2019年4月より働き方改革関連法が施行され、企業は管理監督者の運用を変化させる必要が出てきました。働き方改革関連法とは、長時間労働の是正や生産性向上、多様な働き方の実現を目指し、労働基準法等を改正する法律です。この法律によって適用を受けるのは労働者だけでなく、管理監督者も例外ではありません。

労働時間の把握と有給休暇取得義務

働き方改革関連法で、企業が管理監督者に対応を迫られるのは大きく分けると2つ。労働時間の把握と有給休暇取得義務です。

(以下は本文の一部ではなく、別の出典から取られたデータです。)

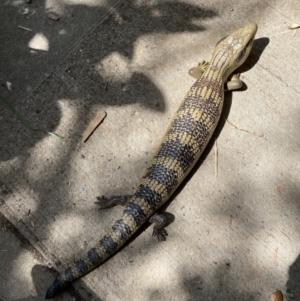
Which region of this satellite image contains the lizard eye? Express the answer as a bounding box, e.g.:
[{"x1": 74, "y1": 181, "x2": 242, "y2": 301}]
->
[
  {"x1": 235, "y1": 47, "x2": 246, "y2": 63},
  {"x1": 215, "y1": 36, "x2": 228, "y2": 47}
]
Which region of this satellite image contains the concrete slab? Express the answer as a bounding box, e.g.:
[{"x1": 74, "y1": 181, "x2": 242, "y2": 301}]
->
[
  {"x1": 0, "y1": 0, "x2": 300, "y2": 300},
  {"x1": 0, "y1": 214, "x2": 78, "y2": 301}
]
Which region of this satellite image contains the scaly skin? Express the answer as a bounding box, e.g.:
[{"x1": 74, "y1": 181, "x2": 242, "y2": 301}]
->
[{"x1": 46, "y1": 24, "x2": 257, "y2": 299}]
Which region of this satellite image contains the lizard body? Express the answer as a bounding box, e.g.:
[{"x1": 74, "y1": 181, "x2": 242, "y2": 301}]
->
[{"x1": 46, "y1": 23, "x2": 257, "y2": 299}]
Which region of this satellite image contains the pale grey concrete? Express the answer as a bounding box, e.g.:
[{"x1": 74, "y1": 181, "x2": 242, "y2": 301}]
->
[{"x1": 0, "y1": 0, "x2": 300, "y2": 301}]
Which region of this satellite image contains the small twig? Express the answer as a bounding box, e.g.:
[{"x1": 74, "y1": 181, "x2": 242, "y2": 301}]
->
[
  {"x1": 224, "y1": 117, "x2": 264, "y2": 137},
  {"x1": 104, "y1": 82, "x2": 108, "y2": 93},
  {"x1": 215, "y1": 139, "x2": 218, "y2": 177},
  {"x1": 18, "y1": 25, "x2": 32, "y2": 31}
]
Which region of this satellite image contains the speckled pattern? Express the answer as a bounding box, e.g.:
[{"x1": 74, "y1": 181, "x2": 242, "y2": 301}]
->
[{"x1": 46, "y1": 24, "x2": 257, "y2": 299}]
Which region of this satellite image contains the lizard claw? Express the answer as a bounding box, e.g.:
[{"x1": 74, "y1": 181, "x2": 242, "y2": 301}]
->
[{"x1": 152, "y1": 228, "x2": 168, "y2": 242}]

これまで企業は、管理監督者の労働時間の把握をしなくても済んでいました。ところが、働き方改革関連法の施行により2019年4月より管理監督者についても、労働時間を把握する必要が出てきたのです。この背景には、働き方改革に基づき一般労働者の労働時間の規制が行われる中、管理監督者に仕事の比重が高まることが懸念されたからです。

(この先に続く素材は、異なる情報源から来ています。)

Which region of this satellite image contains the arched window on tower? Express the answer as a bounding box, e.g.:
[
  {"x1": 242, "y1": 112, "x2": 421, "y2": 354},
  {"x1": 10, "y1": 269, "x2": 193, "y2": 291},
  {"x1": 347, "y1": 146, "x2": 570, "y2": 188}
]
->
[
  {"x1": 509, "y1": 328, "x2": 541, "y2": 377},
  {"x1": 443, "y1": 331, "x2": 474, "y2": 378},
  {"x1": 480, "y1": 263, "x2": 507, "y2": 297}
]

労働時間の把握をさせることで、時間外手当を支払わなくても良い管理監督者に、多くの仕事を任せたくなる企業の思惑を阻止することにも繋がります。長時間労働は人間の健康を蝕みます。管理監督者といえども企業は労働時間を把握し、管理監督者の自己申告と勤務実態の乖離が起こらないよう調査し、必要があれば是正することが求められています。

働き方改革関連法の有給休暇取得義務により、企業には、一般労働者に限らず管理監督者の有給休暇取得の時期指定義務(年10日以上の有給休暇がある人には5日間の有給休暇を取得させる義務)が課せられることになりました。

管理監督者も労働基準法が適用されるポイント

管理監督者も労働基準法が適用されるポイント

企業が労働基準法に基づき管理監督者を扱う上で、注意したいポイントが2つあります。深夜残業と有給休暇です。

深夜残業

管理監督者は残業や休日出勤をしても時間外手当が払われません。しかし、深夜残業だけは別。深夜残業手当を支払わないと労働基準法違反となります。

有給休暇

管理監督者にも有給休暇の取得は認められています。働き方改革関連法が施行されたことで、企業には有給休暇の時期指定義務が課されたので、労働者の有休管理については気をつけてなくてはなりません。管理監督者が労働基準法の適用除外となるのは休日であり、有休ではありません。

まとめ

管理監督者のまとめ

管理監督者は、課長とか店長とかいった肩書があるだけでは管理監督者とは呼べません。職務内容・責任と権限・勤務態様・管理監督者にふさわしい待遇等があって、初めて管理監督者とみなされるのです。管理監督者は時間外手当(深夜残業除く)の対象外ですが、手当を払いたくないから肩書をつけて管理監督者とするのは違法の可能性がありますので、管理監督者の運用には十分注意したいところです。